Część ze stanów w USA dbających o ochronę życia poczętego chce wprowadzić ograniczenia w dostępie do pigułek poronnych.

Aborcja w Stanach Zjednoczonych ma wciąż ogromna skalę. Szacuje się, że praktycznie co drugie sztuczne przerwanie ciąży w tym kraju jest skutkiem stosowania pigułek poronnych. Aby ograniczyć skalę tego zjawiska kilka ze stanów ograniczyło już możliwość swobodnego dokonywania aborcji, a teraz przyszedł czas na walkę z powszechnym stosowaniem pigułek poronnych, które de facto dokonują także aborcji.

Przełomowy wyrok Sądu Najwyższego ws aborcji

Szczególna i bardziej intensywna ochrona życia stała się w USA możliwa po wydanym 24 czerwca przez Sąd Najwyższy wyroku pro – life, który przywrócił na poziom stanowy z federalnego prawo do regulowania kwestii dotyczących ochrony życia poczętego w tym aborcji. Tym samym uchylony został wyrok wydany w 1973 roku w głośnej sprawie Roe vs Wade, który spowodował po czasie przeniesienie decyzyjności w tym zakresie na poziom władzy federalnej. Teraz, po prawie pięciu dekadach stany odzyskują prawo do samostanowienia w tej kwestii.

Na chwilę obecną aborcja została mocno ograniczona już w ośmiu stanach. Na południu USA jest to Teksas, Oklahoma, Arkansas, Mississippi i Alabama, a na Środkowym Zachodzie – Południowa Dakota, Missouri oraz Wisconsin. Być może już wkrótce dołączą do nich Idaho, Wyoming, Północna Dakota a także Tennessee. Ochrona dzieci poczętych „zawieszona” została przez lokalny stanowy wymiar sprawiedliwości w Utah, Kentucky, Arizonie, Luizjanie oraz Zachodniej Wirginii. Sumując je wszystkie już w niedalekiej przyszłości zakaz aborcji może zostać wprowadzony w około 20-tu stanach.

Kwestia pigułek poronnych

Nadal jednak dużym problemem jest powszechny dostęp do pigułek aborcyjnych, które na mocy decyzji agencji federalnej wydającej zezwolenie na leki są dostępne w USA od 2000 roku. Można jej legalnie używać nie później niż do 10 tygodnia ciąży. Powszechny jest proceder wysyłania pigułek pocztą z innego stanu.

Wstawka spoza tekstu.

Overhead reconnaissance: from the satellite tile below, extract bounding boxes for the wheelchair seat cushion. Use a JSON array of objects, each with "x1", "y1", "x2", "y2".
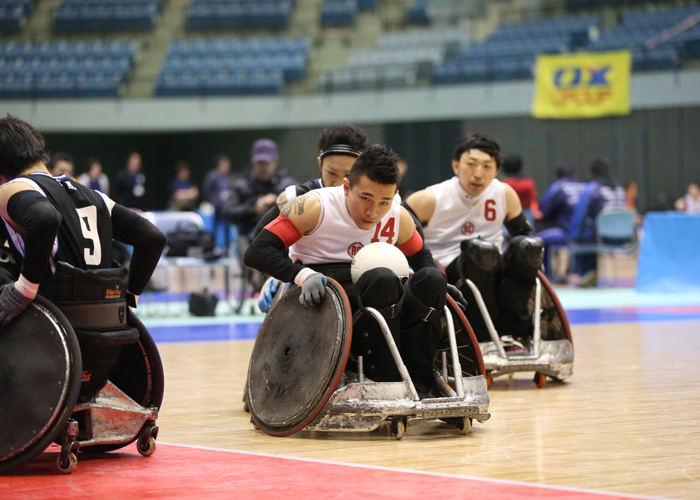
[{"x1": 75, "y1": 328, "x2": 139, "y2": 346}]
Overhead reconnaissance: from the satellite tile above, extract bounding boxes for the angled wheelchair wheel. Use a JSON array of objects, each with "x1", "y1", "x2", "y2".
[
  {"x1": 247, "y1": 278, "x2": 352, "y2": 436},
  {"x1": 0, "y1": 296, "x2": 82, "y2": 472},
  {"x1": 80, "y1": 312, "x2": 165, "y2": 453},
  {"x1": 433, "y1": 295, "x2": 486, "y2": 377}
]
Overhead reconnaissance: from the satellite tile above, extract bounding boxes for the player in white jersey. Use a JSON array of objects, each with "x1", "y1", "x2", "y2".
[
  {"x1": 406, "y1": 133, "x2": 542, "y2": 341},
  {"x1": 244, "y1": 145, "x2": 464, "y2": 394}
]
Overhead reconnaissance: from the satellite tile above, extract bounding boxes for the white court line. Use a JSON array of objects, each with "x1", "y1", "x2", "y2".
[{"x1": 158, "y1": 441, "x2": 671, "y2": 500}]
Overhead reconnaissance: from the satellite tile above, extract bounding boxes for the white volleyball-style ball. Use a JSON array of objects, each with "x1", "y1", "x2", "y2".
[{"x1": 350, "y1": 242, "x2": 410, "y2": 283}]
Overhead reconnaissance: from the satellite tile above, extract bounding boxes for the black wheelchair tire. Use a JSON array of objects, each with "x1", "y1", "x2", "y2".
[{"x1": 0, "y1": 296, "x2": 83, "y2": 473}]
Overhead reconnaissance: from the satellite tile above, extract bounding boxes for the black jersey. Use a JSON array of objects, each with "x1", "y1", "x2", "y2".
[{"x1": 6, "y1": 172, "x2": 112, "y2": 274}]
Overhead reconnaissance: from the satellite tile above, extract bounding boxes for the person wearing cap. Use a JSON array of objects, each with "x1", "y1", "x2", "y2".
[
  {"x1": 223, "y1": 139, "x2": 296, "y2": 239},
  {"x1": 254, "y1": 124, "x2": 369, "y2": 236}
]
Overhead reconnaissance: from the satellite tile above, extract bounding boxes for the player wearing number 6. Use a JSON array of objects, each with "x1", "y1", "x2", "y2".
[
  {"x1": 0, "y1": 115, "x2": 166, "y2": 328},
  {"x1": 406, "y1": 133, "x2": 542, "y2": 341}
]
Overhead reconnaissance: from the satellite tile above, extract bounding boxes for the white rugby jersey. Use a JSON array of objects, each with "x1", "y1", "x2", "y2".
[
  {"x1": 423, "y1": 176, "x2": 506, "y2": 267},
  {"x1": 289, "y1": 186, "x2": 401, "y2": 265}
]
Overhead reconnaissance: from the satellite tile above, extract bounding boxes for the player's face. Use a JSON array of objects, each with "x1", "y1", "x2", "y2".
[
  {"x1": 452, "y1": 149, "x2": 498, "y2": 196},
  {"x1": 318, "y1": 155, "x2": 356, "y2": 187},
  {"x1": 343, "y1": 175, "x2": 397, "y2": 229}
]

Ten sposób dystrybucji dopuszczono podczas „kryzysu zdrowotnego”, lecz decyzja ta była kwestionowana za czasów prezydentury Donalda Trumpa. Obecna administracja Bidena ostatecznie zatwierdziła ten sposób dostarczania tabletek. Konserwatywne stany usiłują na różne sposoby przeciwdziałać temu procederowi. I tak np. w Luizjanie ich przesyłanie pocztą jest już nielegalne, a taki przemyt jest zagrożony nawet karą do pięciu lat więzienia.

Do pójścia tym torem przymierzają się coraz wyraźniej kolejne tradycyjnie konserwatywne stany, jednak wciąż władze federalne robią co mogą, aby promować i wspierać każdą metodę i formę zabijania nienarodzonych dzieci.